La commission des Lois du Sénat a procédé
à des auditions publiques sur la proposition de loi adoptée par l’Assemblée nationale relative au pacte civil de solidarité (PACS)
Réunie le mercredi 27 janvier 1999 sous la présidence de M. Jacques Larché, président, la commission des Lois du Sénat a procédé à des auditions publiques sur la proposition de loi adoptée par l’Assemblée nationale relative au pacte civil de solidarité, dont le rapporteur est M. Patrice Gélard.
M. Jacques Larché, président, a indiqué que la tenue de ces auditions publiques marquait la volonté du Sénat d’aborder ce texte dans un climat différent de celui qui avait prévalu à l’Assemblée nationale. Il a marqué le souhait de la commission des Lois de se livrer à un examen juridique préalable approfondi des conséquences du texte proposé afin d’en mesurer pleinement les implications.

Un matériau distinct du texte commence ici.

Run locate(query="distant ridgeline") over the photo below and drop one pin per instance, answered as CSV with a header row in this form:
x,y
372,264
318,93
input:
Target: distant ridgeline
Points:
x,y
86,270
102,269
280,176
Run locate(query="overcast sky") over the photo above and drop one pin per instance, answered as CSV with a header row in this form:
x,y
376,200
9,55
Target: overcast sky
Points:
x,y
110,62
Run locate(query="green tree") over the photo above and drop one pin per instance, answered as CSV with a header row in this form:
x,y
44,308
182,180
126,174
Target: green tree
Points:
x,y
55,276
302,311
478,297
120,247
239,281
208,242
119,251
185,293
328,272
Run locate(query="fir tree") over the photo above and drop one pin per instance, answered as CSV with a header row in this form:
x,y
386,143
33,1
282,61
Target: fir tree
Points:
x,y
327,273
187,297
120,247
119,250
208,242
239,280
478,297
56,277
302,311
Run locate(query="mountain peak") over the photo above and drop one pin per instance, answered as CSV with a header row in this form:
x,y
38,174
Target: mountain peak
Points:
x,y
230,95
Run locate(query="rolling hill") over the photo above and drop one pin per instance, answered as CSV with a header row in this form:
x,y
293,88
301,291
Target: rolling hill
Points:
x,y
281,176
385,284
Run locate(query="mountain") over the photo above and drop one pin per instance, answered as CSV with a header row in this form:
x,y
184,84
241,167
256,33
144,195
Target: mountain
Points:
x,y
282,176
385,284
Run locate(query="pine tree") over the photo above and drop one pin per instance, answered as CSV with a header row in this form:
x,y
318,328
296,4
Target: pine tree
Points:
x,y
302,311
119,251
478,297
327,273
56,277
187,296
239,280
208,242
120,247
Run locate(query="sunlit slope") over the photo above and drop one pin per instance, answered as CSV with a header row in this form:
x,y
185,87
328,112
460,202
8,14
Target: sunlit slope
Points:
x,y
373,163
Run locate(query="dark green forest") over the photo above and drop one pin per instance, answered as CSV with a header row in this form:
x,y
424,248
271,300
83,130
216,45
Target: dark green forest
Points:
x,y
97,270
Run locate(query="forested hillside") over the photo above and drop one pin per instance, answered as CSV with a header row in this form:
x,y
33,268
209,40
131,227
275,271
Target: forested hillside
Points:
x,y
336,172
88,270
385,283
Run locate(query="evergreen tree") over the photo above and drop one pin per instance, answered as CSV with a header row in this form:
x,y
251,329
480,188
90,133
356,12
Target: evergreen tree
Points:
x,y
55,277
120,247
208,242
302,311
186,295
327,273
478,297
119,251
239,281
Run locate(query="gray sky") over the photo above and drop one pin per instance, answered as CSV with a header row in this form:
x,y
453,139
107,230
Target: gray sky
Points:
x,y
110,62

Mme Irène THÉRY, sociologue, a relevé trois problèmes posés par le texte : elle a regretté en premier lieu que le pacs disqualifie le concubinage ; elle a constaté ensuite que, sous prétexte d’égalité entre " les gens qui ne veulent et ceux qui ne peuvent se marier ", il conduisait à faire prendre en otage les uns par les autres dans une formule génératrice d’inégalités par rapport au mariage et a souligné enfin que, par " choix républicain ", il gommait la différence symbolique entre les sexes sans que les conséquences de ce déni du masculin et du féminin ne semblent avoir été suffisamment pesées. M. Jean HAUSER, professeur de droit, après avoir fait ressortir article par article les graves lacunes juridiques de la proposition, a considéré que le pacs, dont la nature juridique n’apparaissait pas clairement, ne s’était " pas libéré d’un positionnement négatif par rapport au mariage " et que " tout restait à faire " pour donner un sens positif à cette demande.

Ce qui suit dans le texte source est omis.